Yo sé que te está doliendo una pena. La vida, que a veces no entiende de sentimientos ni de compasiones, ha abierto ante ti senderos dolorosos y la disyuntiva de cual de ellos es el más apropiado para que no sufráis ni tú, ni aquél que tanto necesita ahora de tí.
Por eso te duele una pena.
Y yo siento la necesidad de estar en estos momentos a tu lado. Poca cosa, ya ves, que seguramente para nada conseguiría aliviar tu dolor.

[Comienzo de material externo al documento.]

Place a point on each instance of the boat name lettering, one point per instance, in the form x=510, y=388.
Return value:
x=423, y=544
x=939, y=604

Pero así lo siento.
Sin embargo, y como ya te he dicho que la vida a veces no entiende de sentimientos ni de compasiones, cometió la torpeza de colocarnos en lugares largamente distantes entre las dos.
A ti allí dónde el verde bosque se vuelve denso y umbrío, dónde las Xanas se bañan escondidas en las cristalinas aguas bajo la luna, y el Cuélebres habita en la oscuridad de su cueva, dónde el corazón blanco de la nieve llega a derretirse ante el calor y la candidez de tu alma.
A mí, aquí, tierra de albero amarillo, de sol inmisericorde en las tardes de verano,
de olivos en tierras secas y naranjos cubiertos de azahar los anocheceres de abril.
Ya ves que injusticia cuando yo desearía acompañarte, animar tu alma encrucijada e intentar que vuele como las cometas de los chiquillos en la playa, como siempre ha volado.
Es muy poco lo que puedo ofrecerte, más aún en la distancia, sin embargo quiero que sepas que a mí me duele tu pena, y que yo no creo en Nada, pero de mis labios sale un suspiro de deseo de que todo se solucione.
Ni siquiera nos conocemos, pero te siento mi amiga.